"Verosimile è ciò che sembra vero, e ciò che sembra vero è qualcosa che imita la realtà, ma che a essa non corrisponde. È, in sostanza, qualcosa di diverso dalla realtà. Usando l’espressione verosimile, il rappresentante dell’accusa ammette, implicitamente e inconsciamente, di non poter usare l’espressione: vero. Vedete bene come nelle stesse pieghe del discorso dell’accusa si celi la sua irrinunciabile debolezza."
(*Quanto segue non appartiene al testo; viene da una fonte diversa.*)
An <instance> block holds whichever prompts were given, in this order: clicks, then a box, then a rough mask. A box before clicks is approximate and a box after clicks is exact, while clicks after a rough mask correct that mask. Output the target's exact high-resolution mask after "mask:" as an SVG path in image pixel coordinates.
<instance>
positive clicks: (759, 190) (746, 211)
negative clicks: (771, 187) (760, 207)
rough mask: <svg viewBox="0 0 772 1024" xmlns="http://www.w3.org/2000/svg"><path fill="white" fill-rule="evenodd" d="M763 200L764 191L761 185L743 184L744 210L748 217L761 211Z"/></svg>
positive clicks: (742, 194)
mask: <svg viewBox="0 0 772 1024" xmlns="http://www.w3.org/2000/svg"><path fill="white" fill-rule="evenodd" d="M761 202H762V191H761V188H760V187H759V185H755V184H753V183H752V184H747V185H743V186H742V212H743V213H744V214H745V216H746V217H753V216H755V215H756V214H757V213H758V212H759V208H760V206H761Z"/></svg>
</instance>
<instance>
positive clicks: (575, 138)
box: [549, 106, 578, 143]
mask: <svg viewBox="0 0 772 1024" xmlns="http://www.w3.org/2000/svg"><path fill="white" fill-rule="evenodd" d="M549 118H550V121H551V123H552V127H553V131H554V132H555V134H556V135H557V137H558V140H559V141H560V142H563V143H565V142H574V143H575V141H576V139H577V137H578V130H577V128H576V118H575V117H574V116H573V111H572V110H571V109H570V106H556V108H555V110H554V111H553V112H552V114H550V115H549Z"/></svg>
Bari, agosto 1999. Un bambino di nove anni scompare, poco distante dalla villa al mare dei nonni. Due giorni dopo, viene ritrovato cadavere, in fondo a un pozzo: nessuna traccia di violenza. Le indagini dei carabinieri convergono su un ambulante senegalese, Abdou Thiam, immigrato con regolare permesso di soggiorno: vende borse e orologi, d’estate in spiaggia e d’inverno per strada. A suo carico, in passato, piccoli precedenti per reati in materia di marchi contraffatti. Gli indizi nelle mani degli inquirenti e la testimonianza del gestore di un bar, limitrofo al luogo della scomparsa del piccolo, inchiodano Abdou. Il quale, nonostante tutto, continua a proclamarsi innocente.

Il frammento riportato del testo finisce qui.